In addition to just eating a plump one with a bowl of hot rice to improve digestion and settle your stomach, there are four basic condiment staples made with dried salt-preserved Japanese apricots (umeboshi). If you were ahead of the game and pickled your umeboshi this time last year, now is the time to reap the benefits of your labor. Prepared traditionally taking more time than work, umeboshi could really be the poster child for the slow food movement. These four offshoot preparations of umeboshi are no exception to this time intensity.

Yukari is made with the red shiso leaves used to flavor and imbue color to the umeboshi. Bainiku, umebishio and ume miso are created with the plump meat of well-pickled umeboshi.

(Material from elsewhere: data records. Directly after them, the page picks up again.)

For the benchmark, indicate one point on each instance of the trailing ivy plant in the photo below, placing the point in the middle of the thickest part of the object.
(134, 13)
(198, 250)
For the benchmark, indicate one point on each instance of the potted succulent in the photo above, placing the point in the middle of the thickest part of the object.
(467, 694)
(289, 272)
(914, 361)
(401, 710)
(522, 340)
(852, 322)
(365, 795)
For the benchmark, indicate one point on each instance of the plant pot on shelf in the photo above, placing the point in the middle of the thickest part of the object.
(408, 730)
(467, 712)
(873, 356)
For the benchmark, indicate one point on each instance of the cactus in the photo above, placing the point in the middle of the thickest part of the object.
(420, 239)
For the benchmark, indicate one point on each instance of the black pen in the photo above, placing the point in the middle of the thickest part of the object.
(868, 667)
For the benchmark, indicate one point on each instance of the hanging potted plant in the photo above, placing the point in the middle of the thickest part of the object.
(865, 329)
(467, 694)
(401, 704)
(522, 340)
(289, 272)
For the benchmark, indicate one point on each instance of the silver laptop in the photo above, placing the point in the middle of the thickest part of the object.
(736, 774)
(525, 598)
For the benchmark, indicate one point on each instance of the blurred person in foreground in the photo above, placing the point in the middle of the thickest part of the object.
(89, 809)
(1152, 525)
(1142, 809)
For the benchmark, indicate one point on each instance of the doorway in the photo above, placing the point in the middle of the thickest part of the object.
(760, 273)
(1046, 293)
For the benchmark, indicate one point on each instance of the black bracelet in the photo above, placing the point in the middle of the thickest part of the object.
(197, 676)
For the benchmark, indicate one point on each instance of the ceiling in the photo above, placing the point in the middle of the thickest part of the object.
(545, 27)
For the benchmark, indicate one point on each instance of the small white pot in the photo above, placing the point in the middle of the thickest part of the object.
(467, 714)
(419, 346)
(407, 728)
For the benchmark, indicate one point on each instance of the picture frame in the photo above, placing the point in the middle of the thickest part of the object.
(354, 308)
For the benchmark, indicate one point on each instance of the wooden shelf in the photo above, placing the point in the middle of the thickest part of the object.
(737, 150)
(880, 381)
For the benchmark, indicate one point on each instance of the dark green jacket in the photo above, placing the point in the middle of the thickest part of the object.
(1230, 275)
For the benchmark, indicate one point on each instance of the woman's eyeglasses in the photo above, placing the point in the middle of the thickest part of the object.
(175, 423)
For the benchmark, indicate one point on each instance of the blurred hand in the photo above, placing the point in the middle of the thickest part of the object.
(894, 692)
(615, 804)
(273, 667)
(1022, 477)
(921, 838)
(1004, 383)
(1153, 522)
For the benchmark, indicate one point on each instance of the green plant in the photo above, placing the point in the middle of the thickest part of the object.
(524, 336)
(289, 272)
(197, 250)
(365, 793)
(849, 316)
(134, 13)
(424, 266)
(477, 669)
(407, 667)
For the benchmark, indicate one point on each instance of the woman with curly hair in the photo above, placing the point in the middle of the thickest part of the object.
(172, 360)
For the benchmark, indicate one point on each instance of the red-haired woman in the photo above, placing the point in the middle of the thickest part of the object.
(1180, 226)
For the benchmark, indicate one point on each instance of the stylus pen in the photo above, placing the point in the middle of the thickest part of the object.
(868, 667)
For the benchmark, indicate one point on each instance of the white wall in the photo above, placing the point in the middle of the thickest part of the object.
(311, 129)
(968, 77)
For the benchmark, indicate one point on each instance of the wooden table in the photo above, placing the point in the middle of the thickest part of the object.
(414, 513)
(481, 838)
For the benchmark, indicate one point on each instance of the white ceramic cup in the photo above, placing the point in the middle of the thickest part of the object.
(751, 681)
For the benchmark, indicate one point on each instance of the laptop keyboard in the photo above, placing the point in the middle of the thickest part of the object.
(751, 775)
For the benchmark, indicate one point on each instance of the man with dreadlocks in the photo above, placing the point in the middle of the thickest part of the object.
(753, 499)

Even if you didn’t get around to doing your own last year there are very good umeboshi available for purchase. Some of the best I have found sit on the shelves of local shizen shokuhin-ya (natural food stores). Apricots pickled naturally are free of chemical preservatives and food colorings and have a smooth yet sharp tartness missing in excessively processed umeboshi. Commercial bainiku is available as well and may be used in making ume miso.


Yukari stands as a true byproduct of pickling. Rather than buying readily available commercially premade yukari, dry the shiso leaves from this year’s umeboshi and enjoy the true umeboshi flavor without waiting until next season.

1) When your ume are ready to dry in the umeboshi-making process (see The Japan Times, June 3, 2001), air the shiso leaves on a separate screen until very dry. Mid-afternoon sun is best.

2) In a suribachi (mortar), with a surikogi (pestle) grind the dry leaves into a very fine powder. Grinding leaves still warm from sun-drying results in the most flavorful yukari.

3) Sieve through a course sieve, and store the fine powder and the rougher yukari separately. The fine powder may be used in hot tea and when making sweets (wagashi), and the course, finished yukari tastes great on hot rice.


Bai is the other reading for the Chinese character “ume.” Niku means flesh or meat. Bainiku refers specifically to the meaty flesh of umeboshi. Easily made and set aside, bainiku may be used in many cooking preparations, including simmered dishes and cold salads. Add just a bit of freshly grated wasabi and a dollop of wasabi-bainiku is a flavorful complement to hot rice gruel (o-kayu).

1) Carefully remove pits from the umeboshi. With a heavy knife chop the flesh, including the skins, into a fine mash.

2) Push the mash through a fine sieve (uragoshi) to achieve a smooth paste. In a sealed jar this paste will keep almost indefinitely.


Umebishio is the preparation out of the four that is falling out of use. It comes close to what in the West is referred to as “plum sauce.” It is made by cooking sugar, about 60 percent of the weight of the umeboshi, into umeboshi that have had the salt soaked out of them and been pushed through a strainer. Cut with hot water and you can use it as the liquid to make a sweet o-kayu. It may also be used as a sauce for desserts, added to curries and employed when making pork dishes, especially pork saute.

1) With a fine needle poke many small holes in the skins of 30 umeboshi.

2) To remove the saltiness from the umeboshi, soak, covered in water, for 2-3 days, refreshing the water 2-3 times each day. Strain out the water. The final umeboshi should have little trace of salt.

3) Push through a fine sieve to achieve smooth loose paste, free from pits.

4) Put the paste in a heavy-bottomed pot, add sugar (60 percent weight of the umeboshi, for 30 umeboshi about 2 cups) and bring close to a boil on medium-high heat. Reduce heat and simmer until the umebishio thickens. The umebishio should coat well the backside of a spoon.

5) Remove from heat. Cool. Refrigerated, will keep indefinitely.

Ume miso

A sweet miso used in dressed salads and with cooked fish, ume miso may also be spread on rice balls (onigiri) before grilling. As a dip for raw vegetables, such as cucumbers, ume miso is also delicious. Saikyo-style miso is the sweetest white miso generally available. Most white miso will substitute.

1 tablespoon bainiku
100 grams Saikyo miso
4 tablespoons sugar
3 tablespoon sake
90 cc dashi

1) In a heavy-bottom pot combine well miso and sugar. When combined, add sake and dashi and mix well.

2) Cook over a medium-high flame until mixture bubbles, reduce heat and simmer for several minutes until very smooth.

3) Remove from heat and slowly stir in bainiku.

4) Return to heat and bring once again to simmer, extinguish heat and cool. Store in refrigerator; keeps very well.